Stock Exchange lets readers listen in as Times staff writers James Peltz and Michael Hiltzik debate the merits of individual stocks.
Berkshire Hathaway (BRK/A or (BRK/B)
Jim: This company isn't a household name, Mike, but the guy who runs it needs no introduction: Warren Buffett.
Mike: Yes, and let me make a full disclosure.
Jim: You and Warren are pals?
Mike: Not exactly. Back in 1977, Buffett bought an afternoon newspaper in Buffalo, N.Y., then called the Buffalo Evening News ...
Jim: Which Berkshire Hathaway still owns.
Mike: ... and as his first official act he attempted to put the Buffalo morning newspaper out of business. I happened to be working at that paper at the time.
Jim: So you're saying Buffett's largess hasn't rubbed off on you?
Mike: Let's just say that my colleagues and I had a different name for the man everyone else calls the "Oracle of Omaha."
Jim: Uh-huh. Well, for those not totally familiar with the 69-year-old Buffett, he's the renowned stock picker from Nebraska who's one of the nation's richest men. For decades he used Berkshire mainly as a vehicle for making billion-dollar investments in big companies and then held the stocks for years. For patient investors, the payoff was spectacular.

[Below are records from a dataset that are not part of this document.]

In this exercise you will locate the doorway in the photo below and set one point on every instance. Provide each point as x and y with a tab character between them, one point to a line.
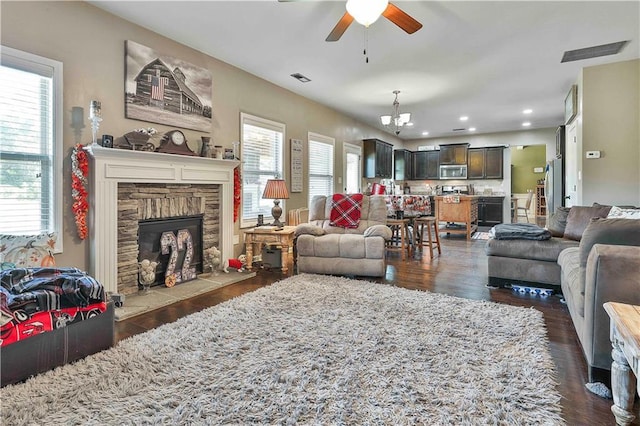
352	155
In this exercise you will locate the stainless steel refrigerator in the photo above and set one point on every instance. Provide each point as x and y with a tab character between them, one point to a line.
554	186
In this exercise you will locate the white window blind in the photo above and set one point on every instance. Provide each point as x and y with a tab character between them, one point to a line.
262	158
320	165
30	144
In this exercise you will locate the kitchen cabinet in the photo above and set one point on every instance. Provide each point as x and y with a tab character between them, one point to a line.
426	164
475	163
403	164
490	211
454	154
460	214
485	163
378	159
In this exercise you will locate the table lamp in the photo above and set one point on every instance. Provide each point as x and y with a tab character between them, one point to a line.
276	190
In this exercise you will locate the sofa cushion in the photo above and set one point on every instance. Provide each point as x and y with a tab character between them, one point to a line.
558	221
623	213
308	229
546	250
609	231
579	217
346	210
569	261
378	231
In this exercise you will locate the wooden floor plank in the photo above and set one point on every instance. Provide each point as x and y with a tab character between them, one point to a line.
461	271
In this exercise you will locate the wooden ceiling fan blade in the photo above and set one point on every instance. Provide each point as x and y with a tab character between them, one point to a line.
340	27
401	19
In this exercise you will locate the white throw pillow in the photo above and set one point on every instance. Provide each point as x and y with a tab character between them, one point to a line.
619	213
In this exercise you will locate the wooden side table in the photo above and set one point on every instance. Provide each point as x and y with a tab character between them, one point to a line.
625	338
282	238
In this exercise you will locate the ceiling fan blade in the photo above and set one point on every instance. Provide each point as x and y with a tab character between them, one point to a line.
340	27
401	19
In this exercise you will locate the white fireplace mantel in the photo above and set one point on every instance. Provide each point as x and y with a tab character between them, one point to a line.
113	166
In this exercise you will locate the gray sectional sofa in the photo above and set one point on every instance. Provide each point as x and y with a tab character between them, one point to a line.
326	249
592	259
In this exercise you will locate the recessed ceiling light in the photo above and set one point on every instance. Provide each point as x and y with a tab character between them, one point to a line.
301	77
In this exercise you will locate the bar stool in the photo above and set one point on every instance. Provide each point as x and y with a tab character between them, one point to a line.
430	222
399	236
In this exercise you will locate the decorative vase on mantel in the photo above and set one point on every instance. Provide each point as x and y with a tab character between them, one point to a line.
205	150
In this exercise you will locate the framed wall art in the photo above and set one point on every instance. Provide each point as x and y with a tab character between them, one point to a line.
166	90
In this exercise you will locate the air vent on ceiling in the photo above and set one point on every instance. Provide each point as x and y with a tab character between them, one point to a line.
593	51
300	77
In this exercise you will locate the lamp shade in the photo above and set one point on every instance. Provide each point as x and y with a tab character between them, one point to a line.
276	189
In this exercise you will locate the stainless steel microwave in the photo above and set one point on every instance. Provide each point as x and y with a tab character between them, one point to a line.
453	172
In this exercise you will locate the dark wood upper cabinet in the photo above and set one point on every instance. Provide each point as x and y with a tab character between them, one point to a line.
455	154
378	159
425	165
433	165
403	167
485	163
475	165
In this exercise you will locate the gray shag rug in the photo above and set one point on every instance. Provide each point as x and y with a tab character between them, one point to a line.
312	350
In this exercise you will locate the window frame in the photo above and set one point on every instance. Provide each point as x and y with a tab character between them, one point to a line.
318	138
246	222
29	62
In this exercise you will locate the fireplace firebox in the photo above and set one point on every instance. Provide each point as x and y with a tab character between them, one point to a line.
175	243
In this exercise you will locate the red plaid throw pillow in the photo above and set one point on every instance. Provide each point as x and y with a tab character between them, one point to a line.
346	210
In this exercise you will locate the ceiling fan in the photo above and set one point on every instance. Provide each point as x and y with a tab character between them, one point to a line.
366	12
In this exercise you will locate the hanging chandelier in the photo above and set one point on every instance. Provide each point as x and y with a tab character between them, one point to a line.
396	120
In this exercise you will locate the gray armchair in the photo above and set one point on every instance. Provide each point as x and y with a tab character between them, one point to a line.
326	249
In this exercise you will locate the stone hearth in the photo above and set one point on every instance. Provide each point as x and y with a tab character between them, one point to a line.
162	184
143	201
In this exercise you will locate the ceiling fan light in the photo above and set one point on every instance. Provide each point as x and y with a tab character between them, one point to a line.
366	12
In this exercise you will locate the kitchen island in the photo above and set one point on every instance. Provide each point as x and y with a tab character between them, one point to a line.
459	212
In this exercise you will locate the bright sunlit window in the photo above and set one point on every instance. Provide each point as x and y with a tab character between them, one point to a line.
320	165
262	158
30	144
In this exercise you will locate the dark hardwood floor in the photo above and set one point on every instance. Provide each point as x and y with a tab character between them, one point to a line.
460	271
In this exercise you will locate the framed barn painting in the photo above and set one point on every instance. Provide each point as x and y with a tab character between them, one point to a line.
166	90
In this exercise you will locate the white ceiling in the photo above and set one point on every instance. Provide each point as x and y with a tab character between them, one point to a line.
486	60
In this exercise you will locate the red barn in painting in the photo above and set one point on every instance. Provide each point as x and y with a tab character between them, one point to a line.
157	86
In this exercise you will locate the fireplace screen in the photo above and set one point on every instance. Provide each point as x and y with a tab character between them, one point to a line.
175	243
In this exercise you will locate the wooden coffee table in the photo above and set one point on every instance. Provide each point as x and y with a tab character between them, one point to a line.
625	338
282	238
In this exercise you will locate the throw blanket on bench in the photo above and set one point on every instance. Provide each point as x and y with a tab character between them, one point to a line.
36	300
519	231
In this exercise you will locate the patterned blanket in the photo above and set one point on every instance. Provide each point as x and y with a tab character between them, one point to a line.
35	300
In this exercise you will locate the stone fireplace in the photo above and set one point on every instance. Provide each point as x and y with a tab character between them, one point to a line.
147	209
129	187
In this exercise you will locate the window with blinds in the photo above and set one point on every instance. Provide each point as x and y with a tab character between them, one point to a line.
320	165
262	158
30	144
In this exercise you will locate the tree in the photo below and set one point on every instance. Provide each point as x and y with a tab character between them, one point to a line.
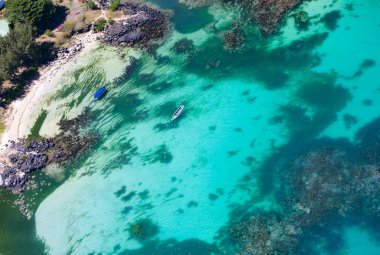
39	13
18	49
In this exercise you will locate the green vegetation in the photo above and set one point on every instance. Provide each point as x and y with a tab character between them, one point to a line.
35	131
115	5
20	57
100	24
143	229
38	13
49	33
17	49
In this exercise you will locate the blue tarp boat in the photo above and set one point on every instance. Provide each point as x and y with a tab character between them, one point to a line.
100	92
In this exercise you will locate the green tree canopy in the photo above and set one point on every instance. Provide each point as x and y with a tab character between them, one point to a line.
39	13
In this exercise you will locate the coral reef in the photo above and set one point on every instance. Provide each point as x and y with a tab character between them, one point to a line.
183	46
323	180
143	229
234	39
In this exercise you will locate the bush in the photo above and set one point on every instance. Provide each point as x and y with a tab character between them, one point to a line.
39	13
100	24
115	5
91	5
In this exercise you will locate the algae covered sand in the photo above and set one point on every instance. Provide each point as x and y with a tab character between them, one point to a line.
276	150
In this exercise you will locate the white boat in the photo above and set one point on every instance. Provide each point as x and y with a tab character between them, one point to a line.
177	112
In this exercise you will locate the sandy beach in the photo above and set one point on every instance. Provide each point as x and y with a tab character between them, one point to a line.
20	115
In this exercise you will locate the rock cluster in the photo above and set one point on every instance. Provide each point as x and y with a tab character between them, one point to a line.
31	154
144	25
269	13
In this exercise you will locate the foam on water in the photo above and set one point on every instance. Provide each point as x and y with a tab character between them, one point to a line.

Mike: To put a finer point on it, he's the classic value investor. He looks for companies trading at less than their real value, buys them at a discount and then waits for the rest of the world to discover what he knew all the time. It's a stark contrast to the popular method of investing in growth stocks, which is a bet on a company's prospects with little regard to its current price.
Jim: Buffett's record still boggles the mind. As BusinessWeek noted recently, if you had put $10,000 in Berkshire stock when Buffett took control of the company in 1965, you'd now have $51 million, versus just $500,000 if you'd put it in the bellwether Standard & Poor's 500 index.
Mike: All well and good, but I remind you, Jim, that timing is everything. Because if you had put $10,000 into Berkshire, say, this past March, you'd now have about, uh, $8,000.
Jim: Right, even the mighty Buffett has taken his lumps this year, and we'll get to that in a moment. There's a couple of things we should note first, however.
Mike: That Berkshire isn't just a trading vehicle?
Jim: Exactly. Even though it still owns huge positions in such companies as Gillette, Coca-Cola, American Express and others, it also has for many years owned a variety of operating companies.
Mike: Yeah, the Buffalo News.
Jim: Let it go, Mike. It also owns the Dairy Queen chain, a variety of shoe companies, furniture companies and even See's Candies.
Mike: Not to mention some major insurance companies.
Jim: Right, Berkshire owns the Geico property-and-casualty insurer, as well as a big reinsurance outfit called General Re. It also just announced plans to lead the buyout of utility MidAmerican Energy Holdings Co., Buffett's first foray in the energy industry. Put it all together, and it sounds like quite a machine.
Mike: What else did you want to note?
Jim: That investors can buy either of two classes of Berkshire's stock. For years there was only the Class A stock, which became the most expensive stock in the country because Warren never bothered to split it. So right now it trades around $59,000 a share.
Mike: Right, this is a stock whose daily move is often $400 or $500--which is more than what 90% of stocks trade for, on average.
Jim: But a few years ago some mutual funds started mimicking Berkshire's holdings for investors who wanted to invest much less than 60 grand. That rubbed Warren the wrong way, so he created a new Class B stock that trades for a lot less, around $1,900 a share today.
Mike: And that basically mirrors movements in the Class A shares.
Jim: So, whether we're talking A or B, what has gone wrong with Berkshire this year?
Mike: Mainly that many of Warren's big holdings, like Coke and Gillette, have gone south. I have a fair amount of sympathy for Buffett--not that he needs my sympathy--but he holds a lot of stocks that I've backed in our prior conversations, Jim, and they're not doing well.
Jim: So you're saying that you and Warren Buffett are in the same boat?
Mike: I'll stipulate that his boat is bigger than mine.
Jim: The bottom line is that, since mid-March, Berkshire's stock has tumbled 20%, though it's shown some renewed life lately. We should note, by the by, that Berkshire announced Friday that its operating earnings--those from the businesses it owns--fell in the third quarter from a year earlier, mostly because a couple of ill-tempered hurricanes cost its insurance business. But its investment gains more than made up for that, so overall earnings were up by about 15%. So here we are, Michael: Would you buy into Warren's empire now?